Ignoring the fairly sizeable chunk of reprints, the book is fairly average. Some sections stand out more than others (The section on the Al-Zabriti is particularly good, and the Gray Maiden section is very well done), and it seems like the writers actually had a real interest in making something both flavorful and fun. Those sections really shine as something to read for, but other sections are completely lackluster, boring, or just bad. The sections for Hellknights and Magaambya, for example, might seem familiar to people reading through them, because most of those sections are completely reprinted material (apart from two archetypes in each which tend to meet a modicum of association with the section). The Aldori Swordlord section also sticks out as particularly bad, as the options contained within (which are about half new) just feel completely phoned in both flavor-wise and mechanically, as they’re all fairly poor options besides the Fighter archetype which is actually a reprint.

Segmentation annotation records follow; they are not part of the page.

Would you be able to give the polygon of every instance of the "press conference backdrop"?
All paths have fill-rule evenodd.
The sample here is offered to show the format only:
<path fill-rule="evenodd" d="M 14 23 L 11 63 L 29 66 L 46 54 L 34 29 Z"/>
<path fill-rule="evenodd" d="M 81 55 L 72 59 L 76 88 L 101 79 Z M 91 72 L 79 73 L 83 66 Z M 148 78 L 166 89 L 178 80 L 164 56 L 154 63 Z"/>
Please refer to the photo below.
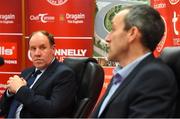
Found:
<path fill-rule="evenodd" d="M 106 59 L 104 38 L 111 30 L 113 14 L 132 4 L 149 4 L 164 19 L 166 31 L 155 56 L 166 46 L 180 45 L 180 0 L 2 0 L 0 56 L 4 65 L 0 65 L 0 95 L 9 76 L 31 65 L 27 39 L 36 30 L 55 35 L 60 61 L 68 56 L 97 58 L 105 70 L 103 94 L 116 66 Z"/>

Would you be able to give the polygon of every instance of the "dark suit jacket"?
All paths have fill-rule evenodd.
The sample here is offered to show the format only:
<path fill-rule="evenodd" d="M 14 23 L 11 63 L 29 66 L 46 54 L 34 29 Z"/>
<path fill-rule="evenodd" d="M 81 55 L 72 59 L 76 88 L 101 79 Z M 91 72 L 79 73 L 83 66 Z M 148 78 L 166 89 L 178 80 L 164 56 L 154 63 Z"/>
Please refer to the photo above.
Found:
<path fill-rule="evenodd" d="M 173 72 L 161 60 L 149 55 L 118 87 L 100 117 L 171 117 L 175 109 L 176 94 L 177 85 Z M 91 117 L 97 117 L 102 100 Z"/>
<path fill-rule="evenodd" d="M 26 69 L 21 76 L 25 79 L 35 67 Z M 70 117 L 75 104 L 77 84 L 74 72 L 63 63 L 55 60 L 41 75 L 32 89 L 21 87 L 11 98 L 6 94 L 1 99 L 1 114 L 8 114 L 14 98 L 24 106 L 20 117 Z"/>

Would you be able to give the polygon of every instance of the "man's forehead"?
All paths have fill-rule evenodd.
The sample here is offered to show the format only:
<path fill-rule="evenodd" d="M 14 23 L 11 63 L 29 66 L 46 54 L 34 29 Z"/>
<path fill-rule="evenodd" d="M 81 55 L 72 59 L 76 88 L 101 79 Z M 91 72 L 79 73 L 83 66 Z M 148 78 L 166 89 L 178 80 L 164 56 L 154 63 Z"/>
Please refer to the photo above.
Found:
<path fill-rule="evenodd" d="M 119 11 L 113 18 L 112 24 L 116 24 L 116 22 L 120 22 L 124 19 L 125 15 L 129 12 L 128 9 L 124 9 Z"/>

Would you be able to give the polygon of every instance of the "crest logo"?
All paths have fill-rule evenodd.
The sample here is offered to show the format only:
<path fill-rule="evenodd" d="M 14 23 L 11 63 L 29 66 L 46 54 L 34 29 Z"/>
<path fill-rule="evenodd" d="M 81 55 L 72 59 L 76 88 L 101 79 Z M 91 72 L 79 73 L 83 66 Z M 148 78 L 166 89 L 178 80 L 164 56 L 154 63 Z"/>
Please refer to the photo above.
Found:
<path fill-rule="evenodd" d="M 59 6 L 65 4 L 68 0 L 47 0 L 51 5 Z"/>

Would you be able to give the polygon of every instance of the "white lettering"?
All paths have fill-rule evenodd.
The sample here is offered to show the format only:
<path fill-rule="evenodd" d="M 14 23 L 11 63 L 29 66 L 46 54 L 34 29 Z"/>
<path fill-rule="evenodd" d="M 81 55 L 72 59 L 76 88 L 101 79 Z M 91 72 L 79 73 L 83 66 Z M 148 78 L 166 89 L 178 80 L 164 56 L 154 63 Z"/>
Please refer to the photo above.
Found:
<path fill-rule="evenodd" d="M 4 46 L 0 46 L 0 55 L 12 55 L 12 49 L 6 49 Z"/>
<path fill-rule="evenodd" d="M 174 33 L 176 35 L 179 35 L 179 31 L 177 31 L 177 28 L 176 28 L 176 23 L 178 21 L 178 17 L 176 15 L 176 12 L 174 11 L 174 15 L 173 15 L 173 18 L 172 18 L 172 22 L 173 22 L 173 30 L 174 30 Z"/>
<path fill-rule="evenodd" d="M 86 56 L 87 49 L 56 49 L 55 55 L 58 56 Z"/>

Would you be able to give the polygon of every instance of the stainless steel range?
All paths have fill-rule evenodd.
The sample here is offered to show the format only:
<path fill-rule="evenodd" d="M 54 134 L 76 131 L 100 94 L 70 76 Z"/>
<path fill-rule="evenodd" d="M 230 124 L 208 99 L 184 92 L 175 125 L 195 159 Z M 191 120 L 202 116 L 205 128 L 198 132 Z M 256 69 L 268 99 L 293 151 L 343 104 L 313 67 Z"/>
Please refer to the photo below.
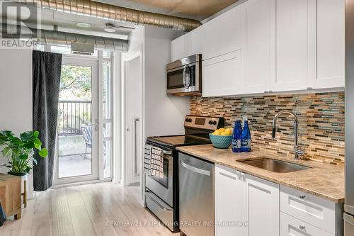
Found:
<path fill-rule="evenodd" d="M 185 135 L 149 137 L 147 143 L 164 150 L 164 177 L 145 176 L 145 203 L 171 231 L 179 230 L 178 146 L 210 143 L 209 133 L 224 126 L 224 118 L 187 116 Z"/>

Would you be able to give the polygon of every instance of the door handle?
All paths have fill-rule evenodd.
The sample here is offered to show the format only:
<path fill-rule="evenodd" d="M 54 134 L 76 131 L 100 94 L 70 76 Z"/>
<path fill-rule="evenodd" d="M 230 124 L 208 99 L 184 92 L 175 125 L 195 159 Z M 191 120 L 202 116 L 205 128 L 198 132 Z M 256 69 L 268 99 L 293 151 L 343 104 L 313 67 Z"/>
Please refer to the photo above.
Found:
<path fill-rule="evenodd" d="M 92 127 L 92 125 L 95 125 L 95 131 L 97 131 L 97 126 L 98 126 L 99 124 L 100 123 L 98 123 L 98 120 L 95 119 L 95 123 L 91 124 L 91 127 Z"/>
<path fill-rule="evenodd" d="M 164 154 L 166 154 L 166 155 L 171 155 L 171 154 L 172 154 L 172 151 L 162 150 L 162 152 L 164 152 Z"/>
<path fill-rule="evenodd" d="M 146 191 L 145 193 L 149 193 L 149 191 Z M 149 198 L 150 198 L 151 200 L 152 200 L 156 204 L 157 204 L 164 211 L 171 211 L 172 210 L 171 209 L 167 209 L 165 207 L 164 207 L 164 206 L 161 205 L 161 203 L 159 202 L 158 202 L 157 201 L 156 201 L 155 199 L 154 199 L 152 196 L 149 196 L 149 193 L 145 194 L 145 196 L 147 196 L 147 197 L 149 197 Z"/>
<path fill-rule="evenodd" d="M 210 176 L 210 172 L 209 171 L 207 171 L 207 170 L 205 170 L 205 169 L 199 169 L 199 168 L 197 168 L 197 167 L 192 167 L 185 162 L 183 162 L 181 159 L 179 160 L 180 162 L 181 162 L 181 164 L 185 169 L 189 169 L 190 171 L 192 171 L 193 172 L 196 172 L 196 173 L 199 173 L 199 174 L 204 174 L 204 175 L 207 175 L 208 176 Z"/>
<path fill-rule="evenodd" d="M 138 148 L 137 148 L 137 146 L 138 146 L 138 142 L 137 142 L 137 123 L 140 121 L 140 119 L 139 118 L 135 118 L 134 119 L 134 131 L 135 131 L 135 134 L 134 134 L 134 142 L 135 142 L 135 164 L 134 165 L 134 175 L 135 176 L 139 176 L 139 173 L 137 172 L 137 159 L 138 159 Z"/>
<path fill-rule="evenodd" d="M 344 213 L 343 218 L 344 221 L 346 221 L 348 224 L 350 224 L 352 226 L 354 226 L 354 218 L 353 217 L 353 215 Z"/>

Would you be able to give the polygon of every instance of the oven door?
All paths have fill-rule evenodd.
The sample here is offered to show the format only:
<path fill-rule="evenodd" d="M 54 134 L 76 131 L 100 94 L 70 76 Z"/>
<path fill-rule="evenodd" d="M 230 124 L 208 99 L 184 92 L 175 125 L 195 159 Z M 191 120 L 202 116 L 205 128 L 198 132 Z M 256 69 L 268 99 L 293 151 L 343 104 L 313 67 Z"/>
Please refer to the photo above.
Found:
<path fill-rule="evenodd" d="M 167 71 L 167 94 L 200 92 L 200 62 Z"/>
<path fill-rule="evenodd" d="M 172 151 L 164 151 L 164 178 L 146 175 L 145 186 L 170 206 L 173 207 L 173 159 Z"/>

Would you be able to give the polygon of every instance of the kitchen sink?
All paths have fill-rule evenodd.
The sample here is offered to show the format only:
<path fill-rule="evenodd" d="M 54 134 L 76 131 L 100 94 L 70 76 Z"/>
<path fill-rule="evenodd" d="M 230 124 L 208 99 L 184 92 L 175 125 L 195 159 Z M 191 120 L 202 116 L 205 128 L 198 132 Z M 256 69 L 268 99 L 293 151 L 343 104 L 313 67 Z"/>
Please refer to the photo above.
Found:
<path fill-rule="evenodd" d="M 288 173 L 312 169 L 312 167 L 272 158 L 237 160 L 237 162 L 278 173 Z"/>

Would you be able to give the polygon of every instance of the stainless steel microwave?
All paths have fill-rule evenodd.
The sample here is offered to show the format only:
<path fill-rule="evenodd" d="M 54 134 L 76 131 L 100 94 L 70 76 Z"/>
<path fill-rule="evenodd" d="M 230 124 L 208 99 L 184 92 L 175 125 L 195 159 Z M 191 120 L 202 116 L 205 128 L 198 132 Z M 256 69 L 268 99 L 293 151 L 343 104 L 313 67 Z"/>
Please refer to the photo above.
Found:
<path fill-rule="evenodd" d="M 202 55 L 196 54 L 166 66 L 167 94 L 197 95 L 202 93 Z"/>

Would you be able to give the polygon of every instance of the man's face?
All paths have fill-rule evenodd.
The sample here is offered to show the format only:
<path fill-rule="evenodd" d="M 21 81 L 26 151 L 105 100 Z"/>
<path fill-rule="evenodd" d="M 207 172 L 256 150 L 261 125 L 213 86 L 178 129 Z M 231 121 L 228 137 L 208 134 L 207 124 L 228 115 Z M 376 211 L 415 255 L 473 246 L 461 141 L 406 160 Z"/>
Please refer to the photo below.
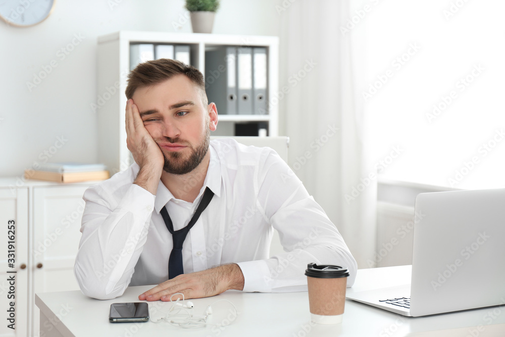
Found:
<path fill-rule="evenodd" d="M 207 153 L 211 130 L 216 129 L 215 106 L 204 106 L 200 89 L 183 75 L 139 88 L 132 98 L 165 157 L 164 170 L 185 174 L 194 169 Z"/>

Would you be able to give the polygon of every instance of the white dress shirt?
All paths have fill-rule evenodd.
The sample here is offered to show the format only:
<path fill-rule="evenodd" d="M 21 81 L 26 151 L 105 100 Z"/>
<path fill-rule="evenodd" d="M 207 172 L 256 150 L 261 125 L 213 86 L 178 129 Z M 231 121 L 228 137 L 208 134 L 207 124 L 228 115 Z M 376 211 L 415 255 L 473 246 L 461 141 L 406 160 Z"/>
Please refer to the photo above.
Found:
<path fill-rule="evenodd" d="M 316 262 L 346 267 L 347 286 L 352 284 L 357 266 L 342 236 L 275 151 L 230 138 L 211 141 L 209 151 L 193 203 L 175 199 L 161 181 L 156 196 L 133 184 L 136 164 L 86 190 L 74 266 L 85 295 L 112 299 L 129 285 L 167 280 L 173 244 L 160 211 L 166 206 L 174 229 L 180 229 L 206 187 L 215 195 L 184 241 L 185 273 L 234 262 L 244 292 L 303 291 L 307 264 Z M 274 228 L 286 252 L 270 257 Z"/>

And that brings up the connection to the Golarion lore, which was a major point of contention prior to the book’s release. This book honestly feels like a strike against tying the rules to Golarion proper for a few reasons. First, it affects the writer’s interest in the material. The gap between the good sections and the bad sections are night and day, and while future core books would benefit greatly from an attachment to the lore from an inspired writer, the sad fact is that it won’t always happen. That’s something that’s better left to the campaign setting line, since those books can become shorter and more focused on what the writer wants without having to split that focus on something that they find uninteresting, causing it to become lackluster as a result. Second, the focus on the lore seemed to cause this book to become filled with reprinted material or basic material in what looks like an attempt to fill empty space. Stripped of the Golarion lore, the section on Hellknights and Gray Maidens could have been combined into one mega section called “Faceless Enforcers” or something, which would have been able to share classes and options between the two (since there are thematic similarities). Instead of having to fill a specific quota of 10 pages of Hellknights (of which only 2 are filled) and 10 pages of Gray Maidens (which seems to have had to cut out a dozen good ideas), there would instead be 20 pages to share between the two of them which could be filled with feats and abilities that could benefit both groups, or similar groups in a non-Golarion game.

tl;dr Minus the reprints the book is a solid middle ground, but the reprinted material (and even reprinted art? That just makes the book feel like a cashgrab) makes it less worth it. Tying it to Golarion lore, while possibly a benefit with the right material/writer matchup, does no favors to this book and instead seems to drag it down. At least it's only $10. Also, the book has some AP spoilers, which is something that should have been prefaced somewhere.